Charles Mudede: Here’s the thing. There was a race, not too long ago, to figure out what human DNA was, to map the human genome, and one of the figures in that race also spent a fortune trying to figure out the “leap” from inanimate substances to animate ones, which is a seemingly tremendous leap. It is such a massive leap: the complexity of bacteria is hard to replicate, even with all the technology that we have. I think a lot about this gulf, and that we can’t really reproduce what we call simple life in the labs because it’s too complicated, and yet we’re talking about consciousness? It does seem that we’re getting close to consciousness, through AI and so on; there are aspects of machine thinking that look familiar. One way of looking at it is to say that what we’re reproducing isn’t consciousness; the other way to look at it is that consciousness isn’t as far advanced as we think, and God and all of those things aren’t as far out as we think. Getting a simple cell to make decisions, to say “I want this sugar instead of that sugar”, maybe that is where the real game is taking place… not with God.
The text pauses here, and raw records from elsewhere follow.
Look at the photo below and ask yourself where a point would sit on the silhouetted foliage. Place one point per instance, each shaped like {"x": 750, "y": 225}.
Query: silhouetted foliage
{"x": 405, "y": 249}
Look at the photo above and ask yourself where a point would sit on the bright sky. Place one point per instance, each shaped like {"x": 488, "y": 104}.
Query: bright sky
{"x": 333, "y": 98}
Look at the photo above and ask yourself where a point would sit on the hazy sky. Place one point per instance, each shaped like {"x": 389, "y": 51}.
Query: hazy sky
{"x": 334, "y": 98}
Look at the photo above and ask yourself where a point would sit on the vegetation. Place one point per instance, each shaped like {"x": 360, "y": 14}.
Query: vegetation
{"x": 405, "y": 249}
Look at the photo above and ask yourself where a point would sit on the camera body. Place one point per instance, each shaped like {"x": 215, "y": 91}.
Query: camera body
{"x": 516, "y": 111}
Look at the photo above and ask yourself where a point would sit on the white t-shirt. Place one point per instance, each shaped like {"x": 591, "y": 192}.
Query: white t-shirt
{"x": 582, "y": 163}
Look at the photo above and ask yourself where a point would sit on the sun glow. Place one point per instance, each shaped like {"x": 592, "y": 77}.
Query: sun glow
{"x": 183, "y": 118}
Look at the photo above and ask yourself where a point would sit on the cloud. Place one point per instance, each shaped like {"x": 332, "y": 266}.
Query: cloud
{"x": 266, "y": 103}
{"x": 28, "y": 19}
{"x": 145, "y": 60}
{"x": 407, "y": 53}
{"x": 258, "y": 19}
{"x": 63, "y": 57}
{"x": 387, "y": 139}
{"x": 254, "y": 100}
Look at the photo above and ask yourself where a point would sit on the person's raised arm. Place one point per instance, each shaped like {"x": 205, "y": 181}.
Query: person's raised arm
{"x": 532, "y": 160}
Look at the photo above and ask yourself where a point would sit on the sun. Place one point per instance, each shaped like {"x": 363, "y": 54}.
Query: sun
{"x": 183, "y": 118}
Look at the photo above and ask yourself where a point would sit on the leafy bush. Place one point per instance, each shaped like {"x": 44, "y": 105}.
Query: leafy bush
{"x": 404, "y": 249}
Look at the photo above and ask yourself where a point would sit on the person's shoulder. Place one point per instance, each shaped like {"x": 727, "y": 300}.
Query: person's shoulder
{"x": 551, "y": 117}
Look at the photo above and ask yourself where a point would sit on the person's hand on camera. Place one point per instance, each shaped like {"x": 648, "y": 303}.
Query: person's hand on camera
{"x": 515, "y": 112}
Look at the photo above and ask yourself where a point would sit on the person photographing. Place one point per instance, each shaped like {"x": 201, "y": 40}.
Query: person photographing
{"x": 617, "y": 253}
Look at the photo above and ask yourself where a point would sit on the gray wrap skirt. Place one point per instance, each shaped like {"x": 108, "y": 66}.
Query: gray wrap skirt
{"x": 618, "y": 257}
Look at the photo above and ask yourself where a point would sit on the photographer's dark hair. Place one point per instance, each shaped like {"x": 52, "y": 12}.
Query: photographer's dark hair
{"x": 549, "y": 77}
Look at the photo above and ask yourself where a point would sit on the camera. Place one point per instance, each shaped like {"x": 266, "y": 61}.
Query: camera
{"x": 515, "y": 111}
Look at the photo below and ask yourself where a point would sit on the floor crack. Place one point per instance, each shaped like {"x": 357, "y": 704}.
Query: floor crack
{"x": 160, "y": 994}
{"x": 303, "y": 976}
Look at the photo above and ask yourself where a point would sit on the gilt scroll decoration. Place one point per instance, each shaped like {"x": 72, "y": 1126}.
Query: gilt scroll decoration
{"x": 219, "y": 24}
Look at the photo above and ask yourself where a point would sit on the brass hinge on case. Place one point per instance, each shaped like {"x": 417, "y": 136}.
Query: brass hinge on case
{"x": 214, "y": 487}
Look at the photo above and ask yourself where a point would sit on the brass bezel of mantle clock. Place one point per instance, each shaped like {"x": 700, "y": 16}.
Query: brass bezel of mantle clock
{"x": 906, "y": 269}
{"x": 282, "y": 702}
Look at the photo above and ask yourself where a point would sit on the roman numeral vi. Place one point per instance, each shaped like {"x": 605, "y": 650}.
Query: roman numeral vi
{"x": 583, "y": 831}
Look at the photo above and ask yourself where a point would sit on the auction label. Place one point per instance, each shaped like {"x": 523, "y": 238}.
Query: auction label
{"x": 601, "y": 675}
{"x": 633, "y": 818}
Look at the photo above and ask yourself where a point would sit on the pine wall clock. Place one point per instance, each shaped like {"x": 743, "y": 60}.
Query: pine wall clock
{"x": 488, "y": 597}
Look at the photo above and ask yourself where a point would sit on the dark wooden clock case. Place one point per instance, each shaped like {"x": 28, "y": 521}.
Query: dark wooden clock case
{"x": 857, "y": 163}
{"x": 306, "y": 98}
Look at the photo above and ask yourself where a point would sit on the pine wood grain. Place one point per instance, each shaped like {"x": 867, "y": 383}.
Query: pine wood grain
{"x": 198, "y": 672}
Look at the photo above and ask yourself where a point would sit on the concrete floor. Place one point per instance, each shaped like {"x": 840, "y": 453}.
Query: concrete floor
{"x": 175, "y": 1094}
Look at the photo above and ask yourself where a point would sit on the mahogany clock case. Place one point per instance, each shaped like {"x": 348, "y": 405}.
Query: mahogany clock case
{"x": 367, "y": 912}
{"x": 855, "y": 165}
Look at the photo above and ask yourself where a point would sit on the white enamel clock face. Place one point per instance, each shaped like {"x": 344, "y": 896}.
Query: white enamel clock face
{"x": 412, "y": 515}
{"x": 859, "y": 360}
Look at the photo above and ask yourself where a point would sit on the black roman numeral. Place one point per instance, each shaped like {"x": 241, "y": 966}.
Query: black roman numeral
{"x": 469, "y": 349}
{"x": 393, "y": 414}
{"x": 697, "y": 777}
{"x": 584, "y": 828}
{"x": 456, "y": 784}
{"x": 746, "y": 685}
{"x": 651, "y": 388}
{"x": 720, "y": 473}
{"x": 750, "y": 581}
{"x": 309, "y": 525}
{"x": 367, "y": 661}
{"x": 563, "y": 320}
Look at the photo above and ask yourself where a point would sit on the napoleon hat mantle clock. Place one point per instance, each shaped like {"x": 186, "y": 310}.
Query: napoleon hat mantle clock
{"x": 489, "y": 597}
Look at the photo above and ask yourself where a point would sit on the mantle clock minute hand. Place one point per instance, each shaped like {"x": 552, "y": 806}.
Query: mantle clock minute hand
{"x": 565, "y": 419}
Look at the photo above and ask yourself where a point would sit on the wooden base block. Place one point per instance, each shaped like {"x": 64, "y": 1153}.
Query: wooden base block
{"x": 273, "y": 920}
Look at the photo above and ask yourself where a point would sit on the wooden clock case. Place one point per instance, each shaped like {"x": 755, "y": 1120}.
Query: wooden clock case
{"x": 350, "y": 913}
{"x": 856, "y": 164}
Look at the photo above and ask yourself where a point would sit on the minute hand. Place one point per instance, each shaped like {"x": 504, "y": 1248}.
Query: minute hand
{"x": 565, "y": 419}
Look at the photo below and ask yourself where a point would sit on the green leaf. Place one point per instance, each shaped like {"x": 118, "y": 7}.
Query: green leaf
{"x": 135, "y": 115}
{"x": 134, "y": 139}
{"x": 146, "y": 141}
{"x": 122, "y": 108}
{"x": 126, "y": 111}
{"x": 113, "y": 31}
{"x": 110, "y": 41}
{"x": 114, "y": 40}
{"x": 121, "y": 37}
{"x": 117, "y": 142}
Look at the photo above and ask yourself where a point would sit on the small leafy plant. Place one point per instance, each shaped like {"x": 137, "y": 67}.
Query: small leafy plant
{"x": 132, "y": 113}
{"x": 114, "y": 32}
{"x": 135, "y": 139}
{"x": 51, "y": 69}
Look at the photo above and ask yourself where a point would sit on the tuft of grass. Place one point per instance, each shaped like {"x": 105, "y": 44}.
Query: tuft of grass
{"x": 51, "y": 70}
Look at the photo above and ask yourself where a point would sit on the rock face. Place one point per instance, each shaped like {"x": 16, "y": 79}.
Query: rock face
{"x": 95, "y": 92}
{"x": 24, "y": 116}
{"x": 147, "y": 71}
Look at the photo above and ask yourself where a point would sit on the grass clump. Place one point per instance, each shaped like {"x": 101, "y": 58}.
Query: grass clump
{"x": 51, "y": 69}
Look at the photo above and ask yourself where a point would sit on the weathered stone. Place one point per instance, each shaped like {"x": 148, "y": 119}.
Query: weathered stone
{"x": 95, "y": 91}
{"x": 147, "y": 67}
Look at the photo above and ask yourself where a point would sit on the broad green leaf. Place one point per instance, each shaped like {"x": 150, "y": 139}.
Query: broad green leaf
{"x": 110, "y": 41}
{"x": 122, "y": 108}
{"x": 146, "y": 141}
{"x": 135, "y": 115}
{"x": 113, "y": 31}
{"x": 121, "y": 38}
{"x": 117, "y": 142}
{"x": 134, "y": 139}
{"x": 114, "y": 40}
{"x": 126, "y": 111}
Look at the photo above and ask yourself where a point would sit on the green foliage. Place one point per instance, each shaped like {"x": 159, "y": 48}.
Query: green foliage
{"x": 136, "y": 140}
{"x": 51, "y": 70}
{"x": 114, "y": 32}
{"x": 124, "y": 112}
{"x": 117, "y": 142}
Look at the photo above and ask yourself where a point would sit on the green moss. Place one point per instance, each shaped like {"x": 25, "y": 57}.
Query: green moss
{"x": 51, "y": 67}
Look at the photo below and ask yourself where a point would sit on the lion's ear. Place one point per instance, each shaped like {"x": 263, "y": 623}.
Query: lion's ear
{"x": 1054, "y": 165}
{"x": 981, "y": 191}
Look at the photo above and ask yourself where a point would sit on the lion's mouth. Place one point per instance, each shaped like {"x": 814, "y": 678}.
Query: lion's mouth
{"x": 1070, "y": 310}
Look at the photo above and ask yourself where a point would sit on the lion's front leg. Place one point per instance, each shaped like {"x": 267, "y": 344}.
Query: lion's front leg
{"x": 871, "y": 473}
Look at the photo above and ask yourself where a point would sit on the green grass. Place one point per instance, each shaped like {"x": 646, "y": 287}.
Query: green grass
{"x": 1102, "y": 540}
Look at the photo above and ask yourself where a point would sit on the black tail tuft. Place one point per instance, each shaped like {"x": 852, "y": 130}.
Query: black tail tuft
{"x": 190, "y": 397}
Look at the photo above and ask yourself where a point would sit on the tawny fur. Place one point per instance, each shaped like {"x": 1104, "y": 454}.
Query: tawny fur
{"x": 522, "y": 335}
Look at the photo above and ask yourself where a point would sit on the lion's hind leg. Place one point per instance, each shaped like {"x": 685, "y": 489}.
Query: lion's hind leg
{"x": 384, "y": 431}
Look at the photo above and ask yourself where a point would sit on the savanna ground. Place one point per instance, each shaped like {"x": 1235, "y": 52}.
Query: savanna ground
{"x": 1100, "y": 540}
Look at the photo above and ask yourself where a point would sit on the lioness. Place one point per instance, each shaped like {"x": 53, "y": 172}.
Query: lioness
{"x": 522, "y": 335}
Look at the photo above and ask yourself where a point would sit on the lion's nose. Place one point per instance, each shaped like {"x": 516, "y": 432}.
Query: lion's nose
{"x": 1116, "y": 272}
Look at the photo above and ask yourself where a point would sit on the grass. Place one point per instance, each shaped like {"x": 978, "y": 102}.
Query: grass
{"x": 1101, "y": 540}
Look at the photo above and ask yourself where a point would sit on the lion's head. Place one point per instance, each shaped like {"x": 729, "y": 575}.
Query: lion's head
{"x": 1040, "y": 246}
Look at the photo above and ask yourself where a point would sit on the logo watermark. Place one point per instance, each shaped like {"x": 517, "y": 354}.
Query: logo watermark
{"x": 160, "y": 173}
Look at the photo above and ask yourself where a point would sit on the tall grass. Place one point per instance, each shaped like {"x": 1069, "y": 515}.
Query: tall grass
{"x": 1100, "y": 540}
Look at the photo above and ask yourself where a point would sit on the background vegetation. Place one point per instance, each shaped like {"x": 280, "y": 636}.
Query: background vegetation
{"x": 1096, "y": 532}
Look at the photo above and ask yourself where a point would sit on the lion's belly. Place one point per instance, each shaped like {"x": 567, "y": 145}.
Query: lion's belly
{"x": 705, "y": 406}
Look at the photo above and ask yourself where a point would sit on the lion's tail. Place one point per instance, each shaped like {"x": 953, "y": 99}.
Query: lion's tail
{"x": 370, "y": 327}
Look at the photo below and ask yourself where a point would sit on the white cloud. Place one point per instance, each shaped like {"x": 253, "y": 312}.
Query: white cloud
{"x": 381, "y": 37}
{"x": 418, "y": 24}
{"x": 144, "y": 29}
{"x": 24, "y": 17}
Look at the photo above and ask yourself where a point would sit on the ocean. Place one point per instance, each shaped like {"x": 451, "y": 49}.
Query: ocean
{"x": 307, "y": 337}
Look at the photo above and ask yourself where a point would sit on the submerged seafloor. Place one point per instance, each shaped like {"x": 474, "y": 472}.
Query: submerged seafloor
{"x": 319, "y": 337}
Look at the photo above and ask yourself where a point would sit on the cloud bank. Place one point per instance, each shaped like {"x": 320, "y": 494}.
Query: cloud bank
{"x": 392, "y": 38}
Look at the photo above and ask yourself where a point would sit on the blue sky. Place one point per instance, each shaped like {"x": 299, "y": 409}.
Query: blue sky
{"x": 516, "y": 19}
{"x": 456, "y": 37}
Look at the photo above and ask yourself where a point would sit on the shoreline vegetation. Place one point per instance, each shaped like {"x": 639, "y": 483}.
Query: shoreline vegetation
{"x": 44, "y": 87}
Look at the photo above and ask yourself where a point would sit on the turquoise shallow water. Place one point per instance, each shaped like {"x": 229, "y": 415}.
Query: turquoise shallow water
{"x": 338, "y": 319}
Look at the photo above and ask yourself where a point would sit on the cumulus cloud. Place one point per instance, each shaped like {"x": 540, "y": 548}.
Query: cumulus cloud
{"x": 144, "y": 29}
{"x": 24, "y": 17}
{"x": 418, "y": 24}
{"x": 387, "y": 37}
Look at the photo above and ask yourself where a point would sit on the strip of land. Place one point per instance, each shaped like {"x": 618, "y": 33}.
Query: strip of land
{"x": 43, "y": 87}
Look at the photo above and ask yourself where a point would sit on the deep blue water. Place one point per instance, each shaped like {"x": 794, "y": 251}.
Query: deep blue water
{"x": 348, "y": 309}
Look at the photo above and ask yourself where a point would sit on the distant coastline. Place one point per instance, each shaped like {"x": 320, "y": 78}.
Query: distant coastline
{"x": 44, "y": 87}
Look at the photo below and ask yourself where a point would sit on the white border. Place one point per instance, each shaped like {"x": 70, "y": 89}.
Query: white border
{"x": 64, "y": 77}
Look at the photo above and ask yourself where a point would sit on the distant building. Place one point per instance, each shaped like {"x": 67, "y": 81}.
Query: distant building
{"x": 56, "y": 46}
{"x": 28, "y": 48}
Though, I would also like to say here that, for example, there is a short story which Steven Shapiro talks about it in his book Discognition, which is about a computer that manages a hospital system in the United States. A programmer working on this system realises that this machine achieves some kind of consciousness. They don’t know how it happened, but there is something like consciousness in this system which manages hospital bills and treatments and rote stuff in the health care industry. Somehow, consciousness appears in this system. What is interesting however, is that this consciousness is not like what we have, there is something different about it, as it operates on a different timescale. It sort of flickers in and out. We’re talking about time within the context of our experience, but what this story implies is that consciousness can take different forms. What if consciousness happens under a completely different set of conditions than our experience? Or on different time lengths. We imagine a god that we perceive under our own constraints. Yet, if consciousness or God were to come through different conditions, the result is not going to be exactly what we experience, it could be noticeable, or vaguely recognisable, but it could well be hard for us to identify with it, because it is a consciousness in a completely different state. I ask this as an experiment, why should we always impose the way we experience time on everything? On even other life forms, or artificial intelligence. Culture itself should make us a bit .. suspicious of the nature of the religious instinct, as it can be expressed in so many ways throughout humanity. What would God be to trees? Trees have a different way of thinking than we do, they have a distributed intelligence, impossibly different to an intelligence that is concentrated on a single nervous system—a tree doesn’t have a spine—so perhaps we could think of distributed Gods.